Korban Gangguan Ginjal Akut di Kepri Menuntut Kompensasi
Korban gangguan ginjal akut progresif atipikal di Kepulauan Riau mendesak pemerintah dan industri farmasi untuk memberi kompensasi.
Oleh
PANDU WIYOGA
·3 menit baca
KOMPAS/PANDU WIYOGA
Pasangan suami istri, Eva Nurmala (34) dan Lamhari (39), melihat anak ketiga mereka, Nasifa (2,10), dari balik kaca di Ruang Pediatric Intensive Care Unit (PICU) atau Ruang Perawatan Intensif Khusus Anak di Rumah Sakit Badan Pengusahaan Batam, Kota Batam, Kepulauan Riau, Kamis (27/10/2022).
BATAM, KOMPAS — Orangtua pasien gangguan ginjal akut progresif atipikal di Kepulauan Riau menuntut tanggung jawab pemerintah untuk memberi kompensasi. Investigasi Ombudsman RI telah membuktikan Kementerian Kesehatan serta Badan Pengawas Obat dan Makanan melakukan malaadministrasi terkait dengan kasus gangguan ginjal akut tersebut.
Data Dinas Kesehatan Kepri menunjukkan, ada delapan anak yang mengidap gangguan ginjal akut akibat mengonsumsi obat sirop yang terkontaminasi etilen glikol dan dietilen glikol. Tujuh dari total delapan anak itu telah meninggal dunia.
Satu-satunya pasien gangguan ginjal akut yang masih bertahan adalah Nasifa, anak perempuan berusia 2 tahun 10 bulan. Ia dirawat di Rumah Sakit Badan Pengusahaan Batam (RSBP) sejak akhir September 2022.
KOMPAS/YOLA SASTRA
Suasana di depan Rumah Sakit Badan Pengusahaan Batam, Batam, Kepulauan Riau, Jumat (14/2/2020).
Orangtua Nasifa, Eva Nurmala (34), mengatakan, dokter di RSBP telah menganjurkan agar anaknya dirawat di rumah. Namun, ia tidak memiliki biaya untuk membeli alat penyedot lendir dan alat bantu napas yang dibutuhkan untuk melakukan perawatan mandiri di rumah.
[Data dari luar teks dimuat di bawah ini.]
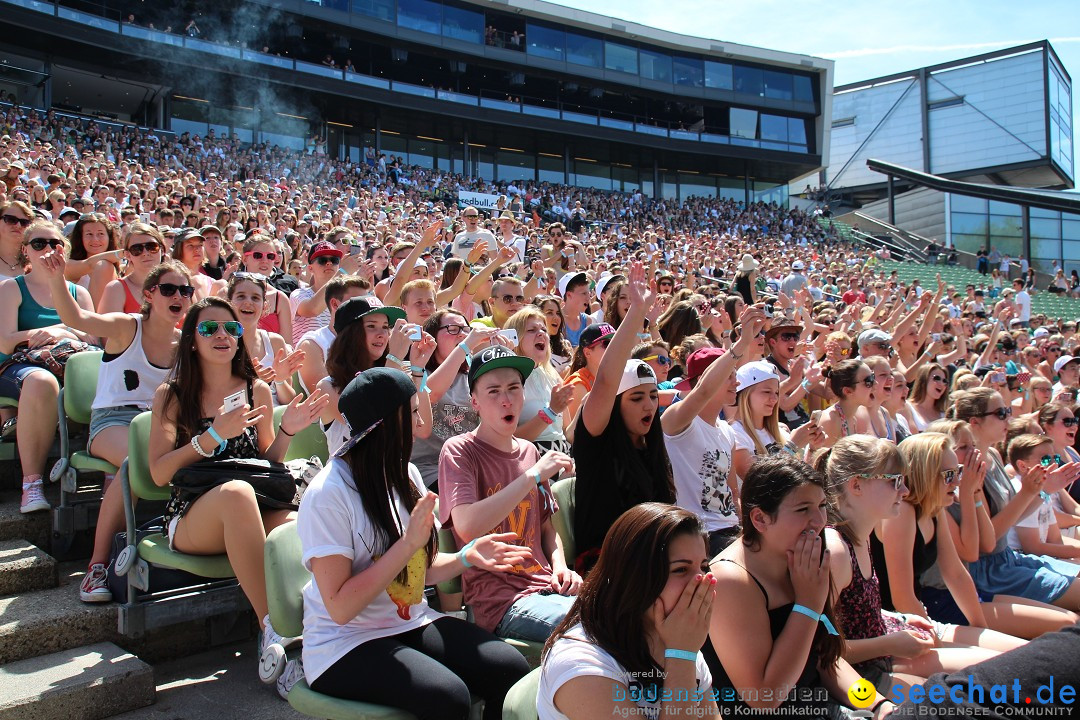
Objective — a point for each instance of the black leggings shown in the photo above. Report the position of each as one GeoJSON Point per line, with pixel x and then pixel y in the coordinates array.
{"type": "Point", "coordinates": [429, 671]}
”Pemerintah tidak memberi bantuan apa pun, kecuali biaya pengobatan di rumah sakit lewat BPJS Kesehatan. Makanya, kami sangat butuh kompensasi untuk membeli alat kesehatan dan biaya pengobatan jangka panjang untuk Nasifa,” kata Eva, Kamis (22/12/2022).
Dokter spesialis anak di RSBP, Ronald Chandra, menuturkan, fungsi ginjal Nasifa sebenarnya telah membaik. Namun, ia mengalami infeksi paru akibat terlalu lama memakai ventilator sebagai alat bantu napas.
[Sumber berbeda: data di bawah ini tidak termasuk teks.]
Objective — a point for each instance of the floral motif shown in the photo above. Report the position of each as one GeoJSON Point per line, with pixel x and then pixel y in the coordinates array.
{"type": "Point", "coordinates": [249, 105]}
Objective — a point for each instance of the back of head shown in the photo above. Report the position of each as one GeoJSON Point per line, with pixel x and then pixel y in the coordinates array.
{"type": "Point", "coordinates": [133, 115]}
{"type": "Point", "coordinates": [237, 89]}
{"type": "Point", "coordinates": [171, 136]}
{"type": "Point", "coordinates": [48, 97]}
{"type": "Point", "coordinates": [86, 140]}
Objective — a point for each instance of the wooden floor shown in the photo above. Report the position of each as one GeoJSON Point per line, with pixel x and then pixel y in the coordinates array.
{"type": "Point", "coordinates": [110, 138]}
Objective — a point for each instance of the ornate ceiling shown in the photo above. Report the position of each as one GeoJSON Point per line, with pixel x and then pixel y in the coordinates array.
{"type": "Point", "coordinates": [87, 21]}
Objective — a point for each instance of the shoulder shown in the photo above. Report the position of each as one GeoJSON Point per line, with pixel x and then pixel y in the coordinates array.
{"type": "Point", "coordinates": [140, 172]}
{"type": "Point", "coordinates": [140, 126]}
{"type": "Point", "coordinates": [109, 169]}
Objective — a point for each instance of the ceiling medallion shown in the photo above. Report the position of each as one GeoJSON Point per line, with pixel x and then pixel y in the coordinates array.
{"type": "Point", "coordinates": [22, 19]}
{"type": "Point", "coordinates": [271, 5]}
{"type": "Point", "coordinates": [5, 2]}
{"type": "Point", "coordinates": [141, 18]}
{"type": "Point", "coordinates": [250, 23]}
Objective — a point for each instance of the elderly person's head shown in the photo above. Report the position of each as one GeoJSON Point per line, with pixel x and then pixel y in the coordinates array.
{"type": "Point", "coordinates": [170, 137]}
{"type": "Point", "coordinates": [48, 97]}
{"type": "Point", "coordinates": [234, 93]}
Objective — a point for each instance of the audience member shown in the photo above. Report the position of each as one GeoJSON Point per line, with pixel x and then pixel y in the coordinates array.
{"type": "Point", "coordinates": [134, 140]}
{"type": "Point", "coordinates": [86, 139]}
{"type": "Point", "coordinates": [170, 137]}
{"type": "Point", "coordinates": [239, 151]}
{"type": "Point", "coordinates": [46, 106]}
Oleh karena itu, pada 14 Desember lalu Nasifa menjalani trakeostomi atau operasi membuat lubang di leher. Itu dibutuhkan untuk menyedot lendir dari paru-paru anak itu.
KOMPAS/NIKSON SINAGA
Petugas Dinas Kesehatan Pemerintah Kota Medan memeriksa obat sirop yang telah disimpan di gudang di sebuah apotek di Jalan Setia Budi, Medan, Sumatera Utara, Jumat (21/10/2022).
Selain mengalami infeksi paru, Nasifa kini juga mengidap defisit neurologis. Menurut Ronald, defisit neurologis secara jangka panjang akan berdampak menghambat perkembangan motorik anak itu.
Ronald menyarankan kepada orangtua pasien agar melakukan perawatan di rumah mengingat anak itu sudah berada di rumah sakit hampir selama tiga bulan. ”Namun, tampaknya orangtua pasien memang belum siap melakukan perawatan di rumah,” ujarnya.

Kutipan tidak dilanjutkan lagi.